Ellie had been brought to her as an infant, or something close to it. The details of the arrangement were not something Marlene thought about often, because thinking about them led to places that were not useful. What mattered was that she had watched the girl grow up from a distance that was careful, measured, professionally maintained. What mattered was that Ellie called her Marlene and not the other thing. What mattered was that she had already made her decision before the word cure had ever entered the calculation.
The Fireflies needed a win. They had always needed a win, but in the last eighteen months the need had developed an urgency that was beginning to look like desperation from certain angles. Salt Lake City was supposed to be the win. The hospital was supposed to be the win. And in a sense, it still was — the surgeon was confident, the immune response was understood, the procedure was straightforward. Only one thing stood between the Fireflies and the world they had been fighting for since before most of their members were old enough to remember the world that had been lost.

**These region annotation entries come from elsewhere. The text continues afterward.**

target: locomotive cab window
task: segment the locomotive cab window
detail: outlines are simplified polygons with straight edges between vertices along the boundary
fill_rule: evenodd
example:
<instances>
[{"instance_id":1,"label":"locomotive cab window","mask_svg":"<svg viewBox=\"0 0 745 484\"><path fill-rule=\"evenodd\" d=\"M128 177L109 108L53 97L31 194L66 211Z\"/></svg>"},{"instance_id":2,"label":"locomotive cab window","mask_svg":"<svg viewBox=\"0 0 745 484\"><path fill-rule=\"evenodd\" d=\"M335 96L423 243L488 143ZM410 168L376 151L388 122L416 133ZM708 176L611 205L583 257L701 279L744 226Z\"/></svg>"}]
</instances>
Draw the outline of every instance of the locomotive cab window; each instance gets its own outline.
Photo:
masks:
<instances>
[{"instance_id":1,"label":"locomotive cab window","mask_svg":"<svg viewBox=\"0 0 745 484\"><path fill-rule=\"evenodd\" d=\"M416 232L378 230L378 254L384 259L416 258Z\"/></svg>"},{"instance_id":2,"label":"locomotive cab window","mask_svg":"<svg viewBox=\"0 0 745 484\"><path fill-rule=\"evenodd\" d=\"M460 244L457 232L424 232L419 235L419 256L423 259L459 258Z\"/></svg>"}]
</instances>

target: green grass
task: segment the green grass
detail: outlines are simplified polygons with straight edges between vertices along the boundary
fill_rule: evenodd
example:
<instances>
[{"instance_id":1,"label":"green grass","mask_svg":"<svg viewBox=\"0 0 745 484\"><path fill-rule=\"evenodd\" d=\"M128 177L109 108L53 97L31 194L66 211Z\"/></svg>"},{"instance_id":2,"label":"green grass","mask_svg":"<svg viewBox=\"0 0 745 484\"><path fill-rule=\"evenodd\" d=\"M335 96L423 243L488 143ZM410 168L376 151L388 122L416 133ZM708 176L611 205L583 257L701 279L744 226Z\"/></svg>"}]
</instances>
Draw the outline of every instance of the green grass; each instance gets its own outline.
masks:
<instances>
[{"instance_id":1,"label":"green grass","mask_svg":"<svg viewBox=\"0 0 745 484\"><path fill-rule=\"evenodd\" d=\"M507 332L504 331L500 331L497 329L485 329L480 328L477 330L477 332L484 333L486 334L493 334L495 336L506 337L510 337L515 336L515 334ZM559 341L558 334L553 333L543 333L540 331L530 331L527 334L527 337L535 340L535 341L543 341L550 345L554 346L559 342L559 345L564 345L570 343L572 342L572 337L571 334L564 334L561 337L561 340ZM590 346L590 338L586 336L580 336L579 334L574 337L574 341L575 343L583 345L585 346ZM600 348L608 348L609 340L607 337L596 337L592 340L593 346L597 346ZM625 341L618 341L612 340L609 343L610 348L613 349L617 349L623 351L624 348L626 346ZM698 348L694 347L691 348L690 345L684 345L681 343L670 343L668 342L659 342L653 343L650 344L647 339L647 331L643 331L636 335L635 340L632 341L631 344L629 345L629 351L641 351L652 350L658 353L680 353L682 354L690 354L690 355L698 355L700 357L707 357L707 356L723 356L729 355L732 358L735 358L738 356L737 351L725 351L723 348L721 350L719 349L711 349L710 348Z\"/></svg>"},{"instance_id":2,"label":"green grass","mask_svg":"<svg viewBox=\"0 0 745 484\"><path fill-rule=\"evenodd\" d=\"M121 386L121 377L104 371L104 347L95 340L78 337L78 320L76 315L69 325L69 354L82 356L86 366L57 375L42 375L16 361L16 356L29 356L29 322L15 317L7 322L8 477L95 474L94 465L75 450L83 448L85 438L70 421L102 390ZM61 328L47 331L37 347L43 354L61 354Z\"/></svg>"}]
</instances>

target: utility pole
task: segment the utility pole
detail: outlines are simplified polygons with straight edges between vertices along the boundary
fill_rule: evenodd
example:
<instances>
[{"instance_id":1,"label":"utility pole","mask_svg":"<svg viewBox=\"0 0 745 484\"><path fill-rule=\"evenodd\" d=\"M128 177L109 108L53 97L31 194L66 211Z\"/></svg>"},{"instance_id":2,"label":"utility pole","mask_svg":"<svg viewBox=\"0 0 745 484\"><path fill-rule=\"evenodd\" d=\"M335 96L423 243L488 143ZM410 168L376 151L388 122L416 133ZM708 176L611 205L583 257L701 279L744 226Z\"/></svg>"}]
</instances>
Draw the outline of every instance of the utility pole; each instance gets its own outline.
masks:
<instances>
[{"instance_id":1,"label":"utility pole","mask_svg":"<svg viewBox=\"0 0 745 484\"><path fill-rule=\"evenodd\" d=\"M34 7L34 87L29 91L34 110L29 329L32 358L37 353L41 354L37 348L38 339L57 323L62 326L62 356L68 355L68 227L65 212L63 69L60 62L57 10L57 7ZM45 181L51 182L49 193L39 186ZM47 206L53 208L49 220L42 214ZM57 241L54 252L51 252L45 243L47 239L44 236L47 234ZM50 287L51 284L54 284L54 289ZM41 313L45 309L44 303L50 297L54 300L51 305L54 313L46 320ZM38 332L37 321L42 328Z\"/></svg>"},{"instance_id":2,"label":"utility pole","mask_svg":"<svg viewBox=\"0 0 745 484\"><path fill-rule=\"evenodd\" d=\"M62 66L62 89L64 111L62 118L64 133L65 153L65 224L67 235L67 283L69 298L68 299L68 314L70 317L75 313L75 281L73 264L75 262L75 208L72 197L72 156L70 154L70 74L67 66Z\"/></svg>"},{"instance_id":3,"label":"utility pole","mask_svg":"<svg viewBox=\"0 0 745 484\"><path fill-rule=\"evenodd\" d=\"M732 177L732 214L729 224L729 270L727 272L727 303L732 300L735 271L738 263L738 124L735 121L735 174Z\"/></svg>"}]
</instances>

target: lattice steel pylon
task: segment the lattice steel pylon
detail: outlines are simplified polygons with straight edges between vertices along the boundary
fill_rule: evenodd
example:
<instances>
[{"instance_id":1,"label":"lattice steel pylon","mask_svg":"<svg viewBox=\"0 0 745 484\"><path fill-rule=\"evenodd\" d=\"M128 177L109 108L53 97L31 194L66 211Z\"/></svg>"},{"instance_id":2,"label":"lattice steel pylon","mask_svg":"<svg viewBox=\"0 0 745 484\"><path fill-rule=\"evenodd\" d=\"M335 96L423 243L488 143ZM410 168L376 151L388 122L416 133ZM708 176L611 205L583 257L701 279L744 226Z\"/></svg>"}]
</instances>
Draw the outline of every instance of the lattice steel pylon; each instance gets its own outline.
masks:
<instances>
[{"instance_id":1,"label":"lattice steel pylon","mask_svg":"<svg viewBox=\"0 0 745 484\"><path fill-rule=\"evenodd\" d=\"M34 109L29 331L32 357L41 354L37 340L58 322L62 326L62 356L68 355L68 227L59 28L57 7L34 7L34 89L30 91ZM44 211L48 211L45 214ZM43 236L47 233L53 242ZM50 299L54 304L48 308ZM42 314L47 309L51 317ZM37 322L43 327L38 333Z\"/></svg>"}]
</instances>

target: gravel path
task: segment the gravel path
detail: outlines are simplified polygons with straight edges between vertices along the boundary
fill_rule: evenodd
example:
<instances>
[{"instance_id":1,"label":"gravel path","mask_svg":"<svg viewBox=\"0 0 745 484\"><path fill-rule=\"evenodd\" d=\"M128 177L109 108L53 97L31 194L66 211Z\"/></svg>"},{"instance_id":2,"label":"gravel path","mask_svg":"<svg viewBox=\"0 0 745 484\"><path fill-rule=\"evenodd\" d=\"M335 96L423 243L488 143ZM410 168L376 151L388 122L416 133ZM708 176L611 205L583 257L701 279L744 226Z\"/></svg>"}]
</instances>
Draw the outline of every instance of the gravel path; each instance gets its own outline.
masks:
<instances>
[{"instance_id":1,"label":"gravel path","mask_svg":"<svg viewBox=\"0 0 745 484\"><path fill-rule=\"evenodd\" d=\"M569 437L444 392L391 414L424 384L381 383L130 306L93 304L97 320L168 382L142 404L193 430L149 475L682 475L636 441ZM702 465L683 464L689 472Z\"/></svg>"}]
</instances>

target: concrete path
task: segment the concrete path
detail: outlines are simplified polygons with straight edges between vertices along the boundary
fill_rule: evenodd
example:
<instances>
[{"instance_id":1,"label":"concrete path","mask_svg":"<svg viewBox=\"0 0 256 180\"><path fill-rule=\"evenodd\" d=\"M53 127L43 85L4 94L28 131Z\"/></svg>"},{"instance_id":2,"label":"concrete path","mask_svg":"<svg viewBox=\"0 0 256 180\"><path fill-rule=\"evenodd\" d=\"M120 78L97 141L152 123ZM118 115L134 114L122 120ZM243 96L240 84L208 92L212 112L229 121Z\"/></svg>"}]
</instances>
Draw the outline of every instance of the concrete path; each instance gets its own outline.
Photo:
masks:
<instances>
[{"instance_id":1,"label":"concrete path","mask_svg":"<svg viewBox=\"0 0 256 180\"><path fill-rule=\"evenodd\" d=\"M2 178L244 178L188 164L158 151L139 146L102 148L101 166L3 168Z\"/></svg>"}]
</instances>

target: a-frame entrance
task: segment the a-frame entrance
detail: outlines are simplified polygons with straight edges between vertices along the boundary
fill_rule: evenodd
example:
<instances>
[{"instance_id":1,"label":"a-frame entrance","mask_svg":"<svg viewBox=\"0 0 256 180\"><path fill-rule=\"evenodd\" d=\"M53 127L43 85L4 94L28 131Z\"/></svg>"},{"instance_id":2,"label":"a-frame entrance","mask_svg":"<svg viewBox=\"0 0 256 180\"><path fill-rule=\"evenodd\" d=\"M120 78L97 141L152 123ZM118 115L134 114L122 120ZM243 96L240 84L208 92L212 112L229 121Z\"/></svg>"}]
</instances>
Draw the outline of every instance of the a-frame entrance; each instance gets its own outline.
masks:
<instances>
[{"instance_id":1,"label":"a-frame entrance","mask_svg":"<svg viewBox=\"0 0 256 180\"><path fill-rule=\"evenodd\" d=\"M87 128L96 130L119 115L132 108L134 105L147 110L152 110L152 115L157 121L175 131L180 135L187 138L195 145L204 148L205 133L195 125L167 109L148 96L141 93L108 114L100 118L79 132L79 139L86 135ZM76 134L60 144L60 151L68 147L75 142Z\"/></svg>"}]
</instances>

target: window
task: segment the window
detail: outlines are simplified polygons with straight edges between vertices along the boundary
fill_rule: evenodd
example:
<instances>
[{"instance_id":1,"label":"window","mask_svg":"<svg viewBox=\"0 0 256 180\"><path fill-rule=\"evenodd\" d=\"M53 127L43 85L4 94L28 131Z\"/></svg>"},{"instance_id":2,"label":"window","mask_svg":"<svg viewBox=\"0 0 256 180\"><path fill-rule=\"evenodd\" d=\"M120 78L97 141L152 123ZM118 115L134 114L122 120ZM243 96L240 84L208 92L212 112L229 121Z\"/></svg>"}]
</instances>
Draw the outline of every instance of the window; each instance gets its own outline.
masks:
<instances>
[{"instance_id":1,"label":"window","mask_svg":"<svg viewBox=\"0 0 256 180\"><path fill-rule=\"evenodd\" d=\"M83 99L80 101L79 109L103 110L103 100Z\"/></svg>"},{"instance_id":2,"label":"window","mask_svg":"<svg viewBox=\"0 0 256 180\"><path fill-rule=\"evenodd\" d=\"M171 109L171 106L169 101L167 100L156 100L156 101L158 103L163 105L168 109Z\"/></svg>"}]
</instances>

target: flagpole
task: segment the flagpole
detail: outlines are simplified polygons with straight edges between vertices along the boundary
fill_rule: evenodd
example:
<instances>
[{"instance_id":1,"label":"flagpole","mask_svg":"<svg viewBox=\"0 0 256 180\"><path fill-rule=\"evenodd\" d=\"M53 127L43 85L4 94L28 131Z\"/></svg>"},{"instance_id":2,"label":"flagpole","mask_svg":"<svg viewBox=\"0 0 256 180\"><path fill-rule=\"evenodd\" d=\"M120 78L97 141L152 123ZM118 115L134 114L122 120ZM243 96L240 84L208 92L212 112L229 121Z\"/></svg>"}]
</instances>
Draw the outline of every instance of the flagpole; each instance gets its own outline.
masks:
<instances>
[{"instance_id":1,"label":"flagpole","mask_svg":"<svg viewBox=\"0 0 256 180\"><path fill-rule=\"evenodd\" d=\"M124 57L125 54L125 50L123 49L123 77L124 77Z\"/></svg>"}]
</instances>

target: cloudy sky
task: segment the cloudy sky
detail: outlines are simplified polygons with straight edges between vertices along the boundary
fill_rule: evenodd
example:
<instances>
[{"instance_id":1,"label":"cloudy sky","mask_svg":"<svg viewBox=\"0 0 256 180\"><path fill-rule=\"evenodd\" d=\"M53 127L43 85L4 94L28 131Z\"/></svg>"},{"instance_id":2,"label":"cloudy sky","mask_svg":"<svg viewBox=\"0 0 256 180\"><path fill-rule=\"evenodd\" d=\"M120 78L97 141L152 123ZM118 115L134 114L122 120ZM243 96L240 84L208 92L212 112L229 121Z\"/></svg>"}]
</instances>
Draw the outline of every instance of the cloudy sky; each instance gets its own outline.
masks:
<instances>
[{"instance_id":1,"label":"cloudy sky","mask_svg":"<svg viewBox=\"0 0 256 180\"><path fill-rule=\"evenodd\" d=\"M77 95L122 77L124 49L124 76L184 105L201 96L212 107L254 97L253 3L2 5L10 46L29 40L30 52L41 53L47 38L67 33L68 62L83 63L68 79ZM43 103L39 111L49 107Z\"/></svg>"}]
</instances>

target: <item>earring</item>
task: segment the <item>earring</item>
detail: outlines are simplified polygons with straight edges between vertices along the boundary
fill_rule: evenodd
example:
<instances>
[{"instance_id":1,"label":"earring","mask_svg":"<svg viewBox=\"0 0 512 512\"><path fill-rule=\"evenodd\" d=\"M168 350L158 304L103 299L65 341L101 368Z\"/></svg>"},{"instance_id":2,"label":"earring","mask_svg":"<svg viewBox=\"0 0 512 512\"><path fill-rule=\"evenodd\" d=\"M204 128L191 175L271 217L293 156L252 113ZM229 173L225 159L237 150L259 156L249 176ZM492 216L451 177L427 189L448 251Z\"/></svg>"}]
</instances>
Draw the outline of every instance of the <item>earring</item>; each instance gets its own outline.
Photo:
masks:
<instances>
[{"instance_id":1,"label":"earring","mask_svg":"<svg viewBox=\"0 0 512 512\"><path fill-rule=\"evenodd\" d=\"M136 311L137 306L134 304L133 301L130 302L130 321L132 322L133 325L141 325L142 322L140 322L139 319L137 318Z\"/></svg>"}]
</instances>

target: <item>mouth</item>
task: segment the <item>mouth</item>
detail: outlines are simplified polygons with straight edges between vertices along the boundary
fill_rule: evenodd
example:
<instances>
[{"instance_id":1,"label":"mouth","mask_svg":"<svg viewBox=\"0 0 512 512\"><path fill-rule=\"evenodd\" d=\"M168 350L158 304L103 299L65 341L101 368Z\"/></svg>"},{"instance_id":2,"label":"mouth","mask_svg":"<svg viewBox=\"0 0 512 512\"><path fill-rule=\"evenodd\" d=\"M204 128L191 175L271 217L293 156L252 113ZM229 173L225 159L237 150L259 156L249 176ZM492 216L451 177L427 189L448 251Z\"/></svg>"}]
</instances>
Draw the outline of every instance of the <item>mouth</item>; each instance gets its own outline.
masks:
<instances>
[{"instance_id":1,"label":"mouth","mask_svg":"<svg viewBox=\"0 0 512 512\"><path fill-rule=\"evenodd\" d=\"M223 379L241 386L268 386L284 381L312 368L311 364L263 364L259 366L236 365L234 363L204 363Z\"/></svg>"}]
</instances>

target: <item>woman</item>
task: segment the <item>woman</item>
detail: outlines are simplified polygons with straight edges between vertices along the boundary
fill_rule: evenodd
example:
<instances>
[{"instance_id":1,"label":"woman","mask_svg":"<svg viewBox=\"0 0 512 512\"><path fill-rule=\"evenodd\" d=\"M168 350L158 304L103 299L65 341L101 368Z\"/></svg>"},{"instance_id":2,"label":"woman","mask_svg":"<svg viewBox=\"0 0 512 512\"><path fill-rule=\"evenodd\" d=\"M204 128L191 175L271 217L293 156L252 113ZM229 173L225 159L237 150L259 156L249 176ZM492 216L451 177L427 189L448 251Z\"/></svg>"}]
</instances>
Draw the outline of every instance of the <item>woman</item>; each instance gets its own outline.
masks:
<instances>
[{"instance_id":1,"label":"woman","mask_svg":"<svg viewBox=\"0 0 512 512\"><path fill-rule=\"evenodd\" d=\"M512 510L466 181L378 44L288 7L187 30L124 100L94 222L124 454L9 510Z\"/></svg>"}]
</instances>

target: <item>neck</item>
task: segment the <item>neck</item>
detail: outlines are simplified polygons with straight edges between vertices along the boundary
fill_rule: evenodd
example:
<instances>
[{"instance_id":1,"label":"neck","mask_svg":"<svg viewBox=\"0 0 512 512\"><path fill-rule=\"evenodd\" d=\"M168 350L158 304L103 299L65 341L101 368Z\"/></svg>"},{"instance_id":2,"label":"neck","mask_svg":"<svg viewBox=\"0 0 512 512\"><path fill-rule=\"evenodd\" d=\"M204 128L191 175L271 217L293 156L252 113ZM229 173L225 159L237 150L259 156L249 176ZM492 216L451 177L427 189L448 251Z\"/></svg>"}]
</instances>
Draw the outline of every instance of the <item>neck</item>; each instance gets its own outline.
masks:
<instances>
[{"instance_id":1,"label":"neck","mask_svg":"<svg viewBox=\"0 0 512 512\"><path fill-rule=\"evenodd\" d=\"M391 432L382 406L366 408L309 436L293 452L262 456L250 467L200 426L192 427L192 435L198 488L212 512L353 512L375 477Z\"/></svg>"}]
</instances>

Marlene signed the order the same way she signed every order: without flinching, because flinching was a luxury that commanders did not get. She handed the paper to the surgeon and walked to the window and looked at the parking structure below where three armed guards were rotating shifts around a truck, and she thought: this is what leadership is. The ability to sign a paper and walk to a window and not think about what the paper means for the fourteen years that came before it.